Ketua Umum Mahasiswa Ikatan Pemuda Banggai Kepulauan Palu Nasrun, menilai kebijakan tersebut berdampak langsung pada beban ekonomi mahasiswa luar pulau.
Menurut Nasrun, biaya pemeriksaan kesehatan sebesar Rp65.000 bagi calon mahasiswa memang kecil. Namun yang lebih mahal justru ongkos tranportasi pulang pergi dari.
Ia menjelaskan, mahasiswa dari Banggai Kepulauan harus menanggung biaya perjalanan pulang-pergi dari daerah asal menuju Palu yang jika menggunakan transportasi rental dapat mencapai Rp300.000 sekali jalan atau sekitar Rp600.000 untuk pulang-pergi.
Selain itu, mereka juga harus mengeluarkan biaya tambahan dari desa menuju Salakan, lalu melanjutkan perjalanan ke Luwuk, hingga akhirnya tiba di Palu.

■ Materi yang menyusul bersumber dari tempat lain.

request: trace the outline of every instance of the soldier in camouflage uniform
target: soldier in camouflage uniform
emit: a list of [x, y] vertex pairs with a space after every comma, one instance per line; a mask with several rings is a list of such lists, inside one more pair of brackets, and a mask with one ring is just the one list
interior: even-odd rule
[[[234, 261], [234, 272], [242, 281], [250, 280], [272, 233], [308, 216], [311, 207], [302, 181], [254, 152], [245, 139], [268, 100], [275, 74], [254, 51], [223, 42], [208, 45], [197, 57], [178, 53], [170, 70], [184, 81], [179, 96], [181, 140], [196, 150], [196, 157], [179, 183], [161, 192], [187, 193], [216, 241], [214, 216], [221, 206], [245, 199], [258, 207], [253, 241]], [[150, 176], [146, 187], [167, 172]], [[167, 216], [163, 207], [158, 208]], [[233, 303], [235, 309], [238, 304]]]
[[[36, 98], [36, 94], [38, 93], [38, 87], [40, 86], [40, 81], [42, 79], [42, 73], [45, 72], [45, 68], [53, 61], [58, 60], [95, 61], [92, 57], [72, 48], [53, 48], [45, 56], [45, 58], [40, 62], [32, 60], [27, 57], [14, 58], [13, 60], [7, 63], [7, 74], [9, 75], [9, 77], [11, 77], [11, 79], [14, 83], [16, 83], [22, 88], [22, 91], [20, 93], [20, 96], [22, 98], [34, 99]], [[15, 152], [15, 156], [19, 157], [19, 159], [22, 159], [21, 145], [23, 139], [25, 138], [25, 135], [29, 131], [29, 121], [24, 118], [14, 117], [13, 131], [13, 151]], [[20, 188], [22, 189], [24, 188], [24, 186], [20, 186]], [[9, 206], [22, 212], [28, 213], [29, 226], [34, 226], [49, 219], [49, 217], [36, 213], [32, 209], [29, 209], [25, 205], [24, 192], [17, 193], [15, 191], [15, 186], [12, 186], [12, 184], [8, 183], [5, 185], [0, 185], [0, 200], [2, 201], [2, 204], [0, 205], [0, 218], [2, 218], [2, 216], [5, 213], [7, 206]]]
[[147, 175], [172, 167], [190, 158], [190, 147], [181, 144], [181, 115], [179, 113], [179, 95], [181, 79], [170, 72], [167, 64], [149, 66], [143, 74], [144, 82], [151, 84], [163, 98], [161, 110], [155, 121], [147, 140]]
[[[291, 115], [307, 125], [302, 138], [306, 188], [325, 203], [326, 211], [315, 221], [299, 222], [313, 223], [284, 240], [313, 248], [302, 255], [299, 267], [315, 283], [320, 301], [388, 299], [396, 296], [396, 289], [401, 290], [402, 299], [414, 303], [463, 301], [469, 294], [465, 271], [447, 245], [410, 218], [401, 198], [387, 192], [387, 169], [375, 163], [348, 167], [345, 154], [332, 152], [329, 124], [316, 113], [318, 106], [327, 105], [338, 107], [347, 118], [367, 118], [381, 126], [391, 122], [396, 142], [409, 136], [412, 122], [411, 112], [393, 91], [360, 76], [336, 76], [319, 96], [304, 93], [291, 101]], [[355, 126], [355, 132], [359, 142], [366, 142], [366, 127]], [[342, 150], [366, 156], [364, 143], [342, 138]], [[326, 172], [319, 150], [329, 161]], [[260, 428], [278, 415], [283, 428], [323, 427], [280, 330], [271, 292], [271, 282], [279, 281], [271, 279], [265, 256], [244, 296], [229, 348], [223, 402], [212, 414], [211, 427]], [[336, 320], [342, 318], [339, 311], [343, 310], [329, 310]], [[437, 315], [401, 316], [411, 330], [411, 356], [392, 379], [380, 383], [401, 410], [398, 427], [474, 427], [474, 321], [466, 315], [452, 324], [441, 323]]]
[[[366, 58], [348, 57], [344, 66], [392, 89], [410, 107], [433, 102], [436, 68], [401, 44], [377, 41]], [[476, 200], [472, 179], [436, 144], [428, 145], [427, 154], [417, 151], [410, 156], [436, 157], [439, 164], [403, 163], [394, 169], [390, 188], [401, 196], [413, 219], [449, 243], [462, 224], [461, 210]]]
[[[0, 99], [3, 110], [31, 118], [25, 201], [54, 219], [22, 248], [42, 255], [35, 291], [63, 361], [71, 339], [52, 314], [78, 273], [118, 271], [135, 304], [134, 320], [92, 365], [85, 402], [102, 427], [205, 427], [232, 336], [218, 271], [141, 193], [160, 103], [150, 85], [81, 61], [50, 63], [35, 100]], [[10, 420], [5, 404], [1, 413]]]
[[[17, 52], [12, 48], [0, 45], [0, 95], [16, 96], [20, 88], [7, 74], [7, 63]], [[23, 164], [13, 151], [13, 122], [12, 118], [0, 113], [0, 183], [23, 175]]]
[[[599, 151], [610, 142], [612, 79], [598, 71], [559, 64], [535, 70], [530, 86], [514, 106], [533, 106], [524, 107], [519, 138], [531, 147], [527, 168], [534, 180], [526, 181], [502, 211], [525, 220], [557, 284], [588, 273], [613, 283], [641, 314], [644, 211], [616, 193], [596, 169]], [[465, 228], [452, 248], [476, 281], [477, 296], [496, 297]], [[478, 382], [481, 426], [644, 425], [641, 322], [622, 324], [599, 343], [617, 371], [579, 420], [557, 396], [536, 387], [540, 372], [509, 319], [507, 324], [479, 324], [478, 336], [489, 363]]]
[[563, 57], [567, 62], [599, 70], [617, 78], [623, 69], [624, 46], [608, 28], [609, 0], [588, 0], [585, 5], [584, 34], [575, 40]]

Biaya hidup selama berada di Palu selama beberapa hari juga menjadi beban tambahan.
“Jika semuanya diakumulasikan, total pengeluaran yang harus ditanggung bisa mendekati Rp1.000.000. Hal ini tentu menjadi pertimbangan serius karena kebijakan tersebut secara tidak langsung memberatkan mahasiswa, khususnya yang berasal dari daerah kepulauan dengan keterbatasan akses dan kondisi ekonomi yang berbeda,” ujar Nasrun.
Sementara itu, Rektor Universitas Tadulako Prof Amar ST MT IPU, saat dikonfirmasi menjelaskan bahwa kewajiban pemeriksaan kesehatan tersebut bukan kebijakan baru, melainkan telah diberlakukan sejak tahun sebelumnya.
“Iya, diwajibkan sama seperti tahun lalu, agar terdata dengan baik riwayat kesehatan mahasiswa karena mereka diasuransikan untuk kecelakaan. Jadi kalau terjadi apa-apa sudah ketahuan riwayat kesehatannya,” jelas Prof Amar.